The VOF was created by the General Assembly in 1966 and is a public body and state agency. The foundation holds conservation easements on about 70,000 acres in Albemarle, according to a 2019 document, and on more than 850,000 acres across the state.

The complaint said before and after Schultz’s purchase of the property in 2018, VOF explained to her the restrictions that the easement imposed, including that a finished, walkout basement, with door and window access to the outside, would be included in calculating dwelling size.

VOF “explained that it could not approve any dwelling larger than 3,000 square feet because the dwellings on the other parcels under the easement had been allocated at their maximum individual size and the only building envelope designated for a new dwelling larger than 3,000 square feet of livable area was not located on the Schultz property,” according to the complaint.

In October 2019, VOF determined that Schultz’s building plans complied with the terms of the easement, premised on “a house with 2,902 square feet of above-ground enclosed living area on the main level; a partially exposed unfinished basement level labeled as a ‘storage/workshop/utility space’; and a two-story detached garage connected to the new dwelling by an open-air breezeway,” the complaint said.

After a zoning violation in December 2019 for a “farm building” on the Schultz property that was to be “used for agricultural purposes only and had no residential purpose” actually included “a kitchen, bathroom, and rooms for sleeping and gathering,” VOF revoked and reinstated approvals multiple times, according to the complaint.

Ultimately, in March 2021, VOF again revoked its approval of the building plan after a report from the Albemarle’s assessor’s office showed that Schultz’s proposed house would have a finished living area of 3,904 square feet, excluding the basement and the garage, “a figure far in excess of the one provided in the building plans and the Albemarle County building permit application.”

An April, in-person inspection “confirmed multiple violations of the easement and the terms explicitly identified,” as the house was larger than the 3,000-square-foot cap; “the as-constructed basement contained significant areas of finished living space — including multiple bedrooms, multiple bathrooms, and living areas — in violation of Schultz’s and the building plans’ representations that the basement would be unfinished;” and “the garage, now connected by an enclosed breezeway (not an open-air breezeway as represented in the proposed plans), contained previously unreported living space, including multiple bedrooms, a kitchen, and one or more bathrooms,” the complaint said.

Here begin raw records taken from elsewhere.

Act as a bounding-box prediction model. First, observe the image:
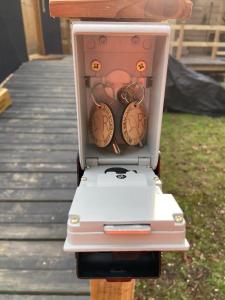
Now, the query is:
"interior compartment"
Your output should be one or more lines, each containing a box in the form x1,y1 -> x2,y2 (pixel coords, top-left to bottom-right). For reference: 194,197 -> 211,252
73,22 -> 170,169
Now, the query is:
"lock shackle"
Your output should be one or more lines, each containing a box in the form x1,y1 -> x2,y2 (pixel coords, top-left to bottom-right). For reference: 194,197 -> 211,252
121,82 -> 145,105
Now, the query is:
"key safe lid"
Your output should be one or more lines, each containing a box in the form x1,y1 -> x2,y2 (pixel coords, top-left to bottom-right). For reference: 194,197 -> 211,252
72,22 -> 170,169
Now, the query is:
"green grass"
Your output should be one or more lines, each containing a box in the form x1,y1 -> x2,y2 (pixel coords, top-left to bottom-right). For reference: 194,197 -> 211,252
136,114 -> 225,300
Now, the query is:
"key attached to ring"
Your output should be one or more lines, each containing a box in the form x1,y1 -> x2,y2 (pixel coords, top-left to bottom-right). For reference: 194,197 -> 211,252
89,83 -> 120,154
117,82 -> 147,146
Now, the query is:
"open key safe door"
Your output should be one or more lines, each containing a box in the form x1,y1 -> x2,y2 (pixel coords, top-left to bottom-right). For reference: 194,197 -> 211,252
50,0 -> 193,280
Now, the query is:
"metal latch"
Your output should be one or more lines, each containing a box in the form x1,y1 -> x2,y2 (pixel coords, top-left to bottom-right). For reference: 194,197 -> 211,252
104,224 -> 151,235
86,157 -> 98,167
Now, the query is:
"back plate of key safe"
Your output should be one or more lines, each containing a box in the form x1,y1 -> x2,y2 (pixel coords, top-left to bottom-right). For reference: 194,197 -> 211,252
76,251 -> 161,279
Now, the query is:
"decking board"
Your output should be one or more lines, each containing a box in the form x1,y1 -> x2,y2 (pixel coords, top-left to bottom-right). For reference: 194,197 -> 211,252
0,57 -> 89,300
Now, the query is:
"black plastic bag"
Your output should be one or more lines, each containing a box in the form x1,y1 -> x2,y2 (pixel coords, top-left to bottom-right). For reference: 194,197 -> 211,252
165,56 -> 225,116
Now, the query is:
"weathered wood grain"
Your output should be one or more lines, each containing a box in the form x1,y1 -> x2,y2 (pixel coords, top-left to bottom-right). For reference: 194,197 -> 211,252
49,0 -> 192,20
0,241 -> 75,271
0,151 -> 77,163
0,294 -> 90,300
0,294 -> 90,300
0,223 -> 66,243
0,133 -> 77,145
0,162 -> 76,173
0,190 -> 75,202
0,202 -> 71,224
0,173 -> 76,190
0,58 -> 89,300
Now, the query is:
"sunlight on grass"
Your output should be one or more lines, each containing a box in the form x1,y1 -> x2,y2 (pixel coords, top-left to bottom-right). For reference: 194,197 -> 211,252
136,114 -> 225,300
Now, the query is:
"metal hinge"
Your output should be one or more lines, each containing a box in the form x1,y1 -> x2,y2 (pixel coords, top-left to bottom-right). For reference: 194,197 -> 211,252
86,157 -> 98,167
138,157 -> 151,167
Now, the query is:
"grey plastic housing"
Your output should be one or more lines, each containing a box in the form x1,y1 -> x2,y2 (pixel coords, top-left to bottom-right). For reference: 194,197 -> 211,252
72,22 -> 170,169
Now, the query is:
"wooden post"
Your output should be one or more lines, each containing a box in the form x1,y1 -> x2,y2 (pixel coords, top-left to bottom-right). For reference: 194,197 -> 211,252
211,28 -> 220,60
176,24 -> 184,60
91,280 -> 135,300
34,0 -> 45,55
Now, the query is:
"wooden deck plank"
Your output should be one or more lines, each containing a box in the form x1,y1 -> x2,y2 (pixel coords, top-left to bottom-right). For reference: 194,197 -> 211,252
0,151 -> 77,163
0,294 -> 90,300
0,173 -> 76,189
0,58 -> 89,300
0,133 -> 77,144
0,163 -> 76,173
0,201 -> 71,224
0,189 -> 76,202
0,222 -> 66,241
0,269 -> 89,295
0,294 -> 90,300
0,240 -> 75,272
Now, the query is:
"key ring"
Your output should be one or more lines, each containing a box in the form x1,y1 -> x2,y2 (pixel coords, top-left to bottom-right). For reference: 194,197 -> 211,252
91,82 -> 114,107
121,82 -> 145,105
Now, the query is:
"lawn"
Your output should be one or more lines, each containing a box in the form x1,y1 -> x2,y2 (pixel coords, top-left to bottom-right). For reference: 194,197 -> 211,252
136,114 -> 225,300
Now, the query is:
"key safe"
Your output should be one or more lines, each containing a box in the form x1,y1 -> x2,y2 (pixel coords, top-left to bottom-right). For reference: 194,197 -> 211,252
64,21 -> 189,278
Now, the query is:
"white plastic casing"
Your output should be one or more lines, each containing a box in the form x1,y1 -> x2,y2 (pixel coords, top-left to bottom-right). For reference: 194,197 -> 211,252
72,22 -> 170,169
64,166 -> 189,252
64,21 -> 189,252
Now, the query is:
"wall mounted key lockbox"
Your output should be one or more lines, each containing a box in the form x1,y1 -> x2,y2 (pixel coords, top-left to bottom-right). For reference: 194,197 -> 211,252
64,21 -> 189,278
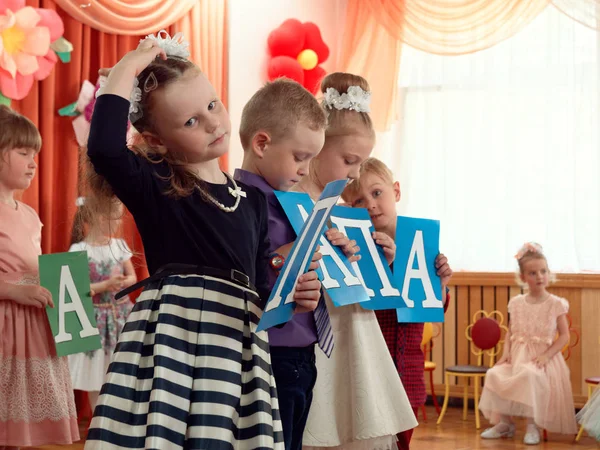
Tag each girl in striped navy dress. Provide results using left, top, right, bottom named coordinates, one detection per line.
left=85, top=31, right=320, bottom=450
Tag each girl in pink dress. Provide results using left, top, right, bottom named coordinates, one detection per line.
left=0, top=105, right=79, bottom=450
left=479, top=243, right=577, bottom=445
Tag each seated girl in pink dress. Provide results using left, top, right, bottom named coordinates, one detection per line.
left=479, top=243, right=577, bottom=445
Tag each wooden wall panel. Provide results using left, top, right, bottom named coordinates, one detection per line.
left=428, top=272, right=600, bottom=407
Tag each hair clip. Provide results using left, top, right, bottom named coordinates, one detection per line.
left=324, top=86, right=371, bottom=112
left=515, top=242, right=544, bottom=261
left=144, top=72, right=158, bottom=94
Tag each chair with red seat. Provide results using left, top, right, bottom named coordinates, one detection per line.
left=437, top=311, right=508, bottom=429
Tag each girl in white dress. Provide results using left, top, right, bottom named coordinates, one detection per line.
left=297, top=73, right=417, bottom=450
left=69, top=197, right=137, bottom=411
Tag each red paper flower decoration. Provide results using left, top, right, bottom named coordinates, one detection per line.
left=268, top=19, right=329, bottom=94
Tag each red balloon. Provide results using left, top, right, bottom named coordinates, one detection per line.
left=267, top=56, right=304, bottom=85
left=304, top=66, right=326, bottom=95
left=267, top=19, right=306, bottom=58
left=302, top=22, right=329, bottom=64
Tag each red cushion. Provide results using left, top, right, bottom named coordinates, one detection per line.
left=471, top=317, right=502, bottom=350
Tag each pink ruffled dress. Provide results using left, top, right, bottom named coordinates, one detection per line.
left=479, top=295, right=577, bottom=434
left=0, top=202, right=79, bottom=447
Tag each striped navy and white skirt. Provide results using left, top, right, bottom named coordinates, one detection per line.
left=85, top=274, right=284, bottom=450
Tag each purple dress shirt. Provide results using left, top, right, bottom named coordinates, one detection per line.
left=234, top=169, right=317, bottom=347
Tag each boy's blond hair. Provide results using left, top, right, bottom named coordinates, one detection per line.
left=342, top=158, right=394, bottom=202
left=240, top=78, right=327, bottom=150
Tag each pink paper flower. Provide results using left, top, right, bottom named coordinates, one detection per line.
left=0, top=0, right=64, bottom=100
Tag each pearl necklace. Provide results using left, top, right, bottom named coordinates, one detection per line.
left=196, top=172, right=246, bottom=213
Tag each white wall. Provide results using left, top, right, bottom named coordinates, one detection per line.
left=228, top=0, right=346, bottom=172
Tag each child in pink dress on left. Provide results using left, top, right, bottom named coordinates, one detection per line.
left=0, top=105, right=79, bottom=450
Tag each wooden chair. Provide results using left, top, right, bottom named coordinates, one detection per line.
left=543, top=314, right=581, bottom=442
left=421, top=322, right=442, bottom=422
left=437, top=310, right=508, bottom=429
left=575, top=377, right=600, bottom=442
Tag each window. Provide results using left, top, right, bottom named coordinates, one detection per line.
left=375, top=7, right=600, bottom=272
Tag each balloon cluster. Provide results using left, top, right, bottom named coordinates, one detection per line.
left=268, top=19, right=329, bottom=94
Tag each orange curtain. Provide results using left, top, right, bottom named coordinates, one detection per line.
left=12, top=0, right=227, bottom=260
left=12, top=0, right=227, bottom=422
left=341, top=0, right=402, bottom=131
left=342, top=0, right=552, bottom=131
left=171, top=0, right=229, bottom=139
left=55, top=0, right=199, bottom=36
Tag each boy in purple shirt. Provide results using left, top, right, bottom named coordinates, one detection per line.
left=234, top=79, right=356, bottom=450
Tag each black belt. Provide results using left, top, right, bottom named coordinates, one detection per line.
left=115, top=264, right=256, bottom=300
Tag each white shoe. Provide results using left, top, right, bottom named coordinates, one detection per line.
left=523, top=425, right=540, bottom=445
left=481, top=423, right=515, bottom=439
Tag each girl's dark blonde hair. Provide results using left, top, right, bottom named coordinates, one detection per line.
left=342, top=158, right=394, bottom=202
left=515, top=242, right=556, bottom=287
left=0, top=105, right=42, bottom=158
left=71, top=196, right=122, bottom=245
left=81, top=57, right=203, bottom=223
left=321, top=72, right=375, bottom=138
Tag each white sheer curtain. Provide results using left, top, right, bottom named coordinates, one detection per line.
left=374, top=8, right=600, bottom=272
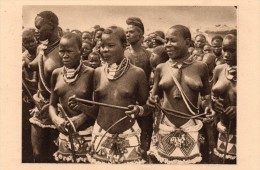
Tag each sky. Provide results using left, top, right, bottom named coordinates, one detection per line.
left=22, top=5, right=237, bottom=34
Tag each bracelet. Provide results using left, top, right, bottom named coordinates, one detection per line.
left=137, top=106, right=144, bottom=116
left=200, top=94, right=211, bottom=101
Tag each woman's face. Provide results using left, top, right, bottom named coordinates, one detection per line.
left=164, top=28, right=189, bottom=59
left=22, top=34, right=37, bottom=51
left=223, top=39, right=237, bottom=66
left=100, top=33, right=125, bottom=64
left=34, top=16, right=53, bottom=41
left=59, top=38, right=81, bottom=68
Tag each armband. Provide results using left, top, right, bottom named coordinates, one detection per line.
left=137, top=106, right=144, bottom=116
left=200, top=94, right=211, bottom=101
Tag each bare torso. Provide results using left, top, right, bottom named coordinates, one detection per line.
left=54, top=65, right=94, bottom=128
left=212, top=64, right=237, bottom=128
left=94, top=65, right=148, bottom=134
left=155, top=61, right=208, bottom=127
left=38, top=46, right=63, bottom=99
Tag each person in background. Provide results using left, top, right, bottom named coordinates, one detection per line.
left=49, top=33, right=95, bottom=163
left=212, top=34, right=237, bottom=164
left=211, top=35, right=224, bottom=65
left=28, top=11, right=63, bottom=162
left=147, top=25, right=214, bottom=164
left=22, top=28, right=38, bottom=163
left=124, top=17, right=153, bottom=158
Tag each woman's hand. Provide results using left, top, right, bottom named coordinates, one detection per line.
left=224, top=106, right=237, bottom=119
left=52, top=116, right=68, bottom=135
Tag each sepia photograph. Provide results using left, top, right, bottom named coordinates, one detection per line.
left=0, top=0, right=260, bottom=170
left=22, top=5, right=238, bottom=164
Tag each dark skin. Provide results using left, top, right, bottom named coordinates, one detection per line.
left=28, top=16, right=63, bottom=98
left=49, top=38, right=94, bottom=134
left=212, top=36, right=237, bottom=121
left=22, top=30, right=38, bottom=85
left=150, top=28, right=214, bottom=127
left=94, top=33, right=148, bottom=134
left=124, top=25, right=151, bottom=80
left=28, top=13, right=63, bottom=161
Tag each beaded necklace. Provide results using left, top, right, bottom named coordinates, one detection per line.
left=104, top=57, right=130, bottom=80
left=225, top=65, right=237, bottom=82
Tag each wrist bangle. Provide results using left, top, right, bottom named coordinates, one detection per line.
left=200, top=94, right=211, bottom=101
left=137, top=106, right=144, bottom=116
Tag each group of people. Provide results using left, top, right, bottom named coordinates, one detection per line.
left=22, top=11, right=237, bottom=164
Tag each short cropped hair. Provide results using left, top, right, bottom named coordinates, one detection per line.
left=126, top=17, right=144, bottom=34
left=153, top=31, right=165, bottom=39
left=224, top=34, right=237, bottom=46
left=103, top=25, right=126, bottom=44
left=88, top=51, right=101, bottom=60
left=62, top=32, right=82, bottom=50
left=211, top=35, right=223, bottom=43
left=95, top=27, right=105, bottom=34
left=37, top=11, right=59, bottom=26
left=170, top=25, right=191, bottom=40
left=194, top=34, right=207, bottom=41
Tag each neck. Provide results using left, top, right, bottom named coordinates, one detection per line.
left=48, top=33, right=59, bottom=44
left=172, top=52, right=189, bottom=63
left=116, top=55, right=124, bottom=65
left=65, top=61, right=81, bottom=70
left=130, top=40, right=142, bottom=52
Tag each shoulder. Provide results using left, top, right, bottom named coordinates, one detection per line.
left=52, top=67, right=63, bottom=75
left=94, top=66, right=105, bottom=76
left=124, top=47, right=131, bottom=57
left=202, top=53, right=216, bottom=62
left=128, top=64, right=145, bottom=75
left=215, top=64, right=227, bottom=72
left=82, top=64, right=94, bottom=74
left=192, top=60, right=208, bottom=69
left=52, top=67, right=63, bottom=79
left=156, top=62, right=168, bottom=70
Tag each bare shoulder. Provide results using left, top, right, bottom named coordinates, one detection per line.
left=82, top=64, right=94, bottom=74
left=215, top=64, right=227, bottom=72
left=202, top=53, right=216, bottom=62
left=192, top=60, right=208, bottom=70
left=52, top=67, right=63, bottom=76
left=94, top=66, right=104, bottom=78
left=129, top=64, right=145, bottom=75
left=155, top=63, right=168, bottom=71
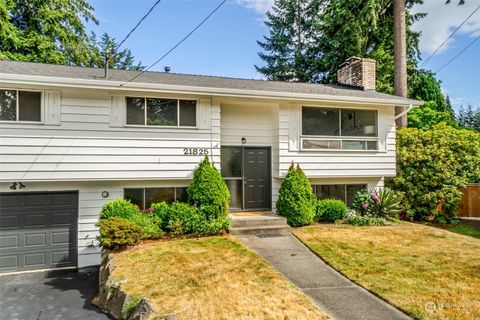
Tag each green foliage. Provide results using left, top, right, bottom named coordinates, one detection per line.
left=342, top=213, right=392, bottom=226
left=315, top=199, right=347, bottom=222
left=277, top=163, right=317, bottom=227
left=97, top=217, right=143, bottom=249
left=457, top=104, right=480, bottom=131
left=100, top=198, right=140, bottom=219
left=187, top=156, right=230, bottom=219
left=0, top=0, right=144, bottom=70
left=392, top=124, right=480, bottom=222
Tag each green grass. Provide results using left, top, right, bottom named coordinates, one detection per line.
left=294, top=223, right=480, bottom=320
left=427, top=222, right=480, bottom=239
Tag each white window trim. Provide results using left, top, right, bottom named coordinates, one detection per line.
left=299, top=105, right=380, bottom=153
left=123, top=96, right=199, bottom=129
left=0, top=88, right=45, bottom=124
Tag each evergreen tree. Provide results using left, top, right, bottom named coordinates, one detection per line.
left=255, top=0, right=324, bottom=82
left=89, top=33, right=145, bottom=70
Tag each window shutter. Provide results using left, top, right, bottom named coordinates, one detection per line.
left=110, top=96, right=126, bottom=127
left=44, top=91, right=61, bottom=126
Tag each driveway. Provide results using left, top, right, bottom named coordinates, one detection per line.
left=0, top=269, right=110, bottom=320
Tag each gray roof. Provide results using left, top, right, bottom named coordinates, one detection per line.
left=0, top=60, right=421, bottom=105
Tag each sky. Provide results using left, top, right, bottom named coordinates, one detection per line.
left=89, top=0, right=480, bottom=109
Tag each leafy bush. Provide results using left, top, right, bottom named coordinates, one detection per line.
left=97, top=217, right=143, bottom=249
left=187, top=156, right=230, bottom=219
left=391, top=124, right=480, bottom=222
left=277, top=163, right=317, bottom=227
left=315, top=199, right=347, bottom=222
left=342, top=213, right=392, bottom=226
left=100, top=198, right=140, bottom=219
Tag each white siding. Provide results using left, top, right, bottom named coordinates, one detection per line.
left=274, top=105, right=395, bottom=178
left=0, top=90, right=220, bottom=181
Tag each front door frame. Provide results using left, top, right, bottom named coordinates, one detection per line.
left=220, top=145, right=272, bottom=212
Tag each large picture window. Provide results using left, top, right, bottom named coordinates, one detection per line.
left=123, top=187, right=188, bottom=210
left=312, top=184, right=367, bottom=207
left=127, top=97, right=197, bottom=127
left=0, top=90, right=42, bottom=122
left=302, top=107, right=378, bottom=150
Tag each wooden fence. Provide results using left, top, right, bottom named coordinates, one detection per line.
left=458, top=183, right=480, bottom=218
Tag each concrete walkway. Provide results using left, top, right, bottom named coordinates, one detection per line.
left=236, top=234, right=410, bottom=320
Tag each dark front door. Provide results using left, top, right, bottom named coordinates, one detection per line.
left=243, top=147, right=270, bottom=209
left=0, top=192, right=78, bottom=273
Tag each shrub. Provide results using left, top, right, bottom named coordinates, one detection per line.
left=277, top=163, right=317, bottom=227
left=97, top=217, right=143, bottom=249
left=100, top=198, right=140, bottom=219
left=391, top=124, right=480, bottom=222
left=187, top=156, right=230, bottom=219
left=315, top=199, right=347, bottom=222
left=342, top=213, right=392, bottom=226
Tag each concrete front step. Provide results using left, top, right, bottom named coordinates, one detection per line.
left=230, top=224, right=291, bottom=236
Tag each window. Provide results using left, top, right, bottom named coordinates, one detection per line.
left=301, top=107, right=378, bottom=150
left=0, top=90, right=42, bottom=122
left=124, top=187, right=188, bottom=210
left=312, top=184, right=367, bottom=207
left=127, top=97, right=197, bottom=127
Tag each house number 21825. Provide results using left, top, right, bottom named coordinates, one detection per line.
left=183, top=148, right=208, bottom=156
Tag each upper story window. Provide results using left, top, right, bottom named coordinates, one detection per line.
left=127, top=97, right=197, bottom=127
left=302, top=107, right=378, bottom=150
left=0, top=89, right=42, bottom=122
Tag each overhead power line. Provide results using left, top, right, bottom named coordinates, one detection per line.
left=435, top=36, right=480, bottom=73
left=120, top=0, right=227, bottom=86
left=115, top=0, right=162, bottom=50
left=420, top=5, right=480, bottom=67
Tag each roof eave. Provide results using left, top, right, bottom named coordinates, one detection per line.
left=0, top=73, right=423, bottom=106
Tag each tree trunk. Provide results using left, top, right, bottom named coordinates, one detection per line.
left=393, top=0, right=407, bottom=128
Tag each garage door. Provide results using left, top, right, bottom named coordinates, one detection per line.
left=0, top=192, right=78, bottom=273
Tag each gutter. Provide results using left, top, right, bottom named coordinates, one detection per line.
left=0, top=74, right=421, bottom=106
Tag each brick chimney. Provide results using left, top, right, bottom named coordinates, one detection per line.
left=337, top=57, right=376, bottom=91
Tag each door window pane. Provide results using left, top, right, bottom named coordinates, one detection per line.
left=0, top=90, right=17, bottom=121
left=220, top=147, right=242, bottom=177
left=180, top=100, right=197, bottom=127
left=18, top=91, right=42, bottom=121
left=316, top=184, right=345, bottom=202
left=124, top=189, right=144, bottom=210
left=347, top=184, right=367, bottom=207
left=147, top=98, right=178, bottom=126
left=175, top=187, right=188, bottom=203
left=302, top=107, right=340, bottom=136
left=145, top=188, right=175, bottom=208
left=342, top=109, right=377, bottom=137
left=127, top=98, right=145, bottom=125
left=225, top=180, right=243, bottom=209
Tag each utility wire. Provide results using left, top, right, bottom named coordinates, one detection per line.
left=120, top=0, right=227, bottom=86
left=420, top=5, right=480, bottom=67
left=115, top=0, right=162, bottom=51
left=435, top=36, right=480, bottom=73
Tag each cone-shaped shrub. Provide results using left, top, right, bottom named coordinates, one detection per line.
left=187, top=157, right=230, bottom=220
left=277, top=163, right=317, bottom=227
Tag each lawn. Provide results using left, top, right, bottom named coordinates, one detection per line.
left=431, top=222, right=480, bottom=239
left=113, top=237, right=328, bottom=319
left=294, top=223, right=480, bottom=319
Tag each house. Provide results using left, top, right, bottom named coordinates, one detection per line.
left=0, top=59, right=419, bottom=272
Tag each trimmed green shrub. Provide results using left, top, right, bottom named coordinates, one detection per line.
left=187, top=156, right=230, bottom=219
left=277, top=163, right=317, bottom=227
left=315, top=199, right=347, bottom=222
left=391, top=124, right=480, bottom=222
left=100, top=198, right=140, bottom=219
left=97, top=217, right=143, bottom=249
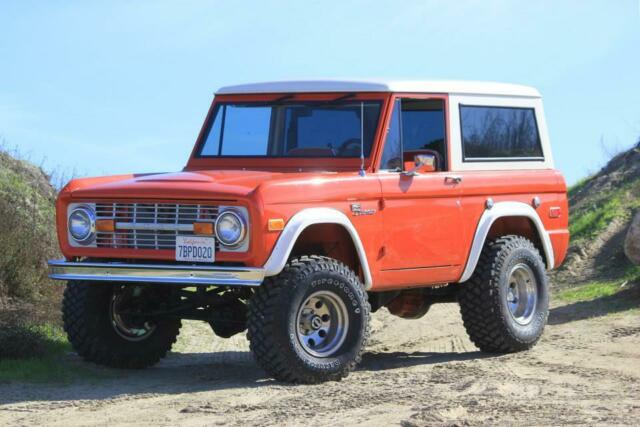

In June, Albemarle officials asked the builder to resubmit an application after a site visit showed finished space in the garage not included in the original plans, and totaled what “looks like” eight bedrooms, six full bathrooms and two half-bathrooms, according to county building permit information.

A new application was submitted in July for a house with 8,702 square feet of “habitable space” and 3,724 square feet of “unfinished” square footage, which is currently listed as “under review.”

“Unless enjoined by the court, Schultz will continue her unauthorized activities in violation of the easement and worsen the harm she has already caused,” the foundation said in its filing. “VOF has no adequate remedy at law for Schultz’s violations. A temporary injunction is warranted based on the equities of this case and the strong public interest in upholding the terms and protective purpose of conservation easements.”